/ Data structures - Queue
Created
Sun, 03 May 2026 00:00:00 +0000
Modified
Sun, 03 May 2026 09:38:19 -0400
Jupyter Notebook
python
Data structures - Queue¶
A queue is a linear data structure that follows the First-In, First-Out (FIFO) principle: the first element added is the first one removed — just like a checkout line at a store.
This notebook covers:
- What is a Queue?
- The
Queueclass - Core operations:
enqueue,dequeue,peek,is_empty,size - Example: task scheduling simulation
1. What is a Queue?¶
| Operation | Description | Time complexity |
|---|---|---|
enqueue(item) |
Add an item to the back | O(1) |
dequeue() |
Remove and return the front item | O(1) |
peek() |
Return the front item without removing it | O(1) |
is_empty() |
Return True if the queue has no items |
O(1) |
size() |
Return the number of items | O(1) |
Python's built-in collections.deque gives O(1) appends and pops from both ends, making it the ideal backing structure for a queue.
2. The Queue class¶
In [1]:
from collections import deque
class Queue:
"""FIFO queue backed by collections.deque."""
def __init__(self):
self._data = deque()
def enqueue(self, item):
"""Add *item* to the back of the queue."""
self._data.append(item)
def dequeue(self):
"""Remove and return the front item.
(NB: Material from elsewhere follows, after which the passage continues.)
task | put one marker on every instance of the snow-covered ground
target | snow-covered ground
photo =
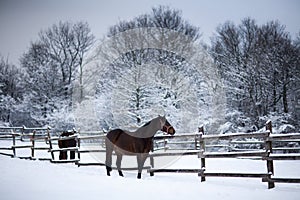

Raises IndexError if empty."""
if self.is_empty():
raise IndexError("dequeue from an empty queue")
return self._data.popleft()
def peek(self):
"""Return the front item without removing it. Raises IndexError if empty."""
if self.is_empty():
raise IndexError("peek at an empty queue")
return self._data[0]
def is_empty(self):
"""Return True if the queue contains no items."""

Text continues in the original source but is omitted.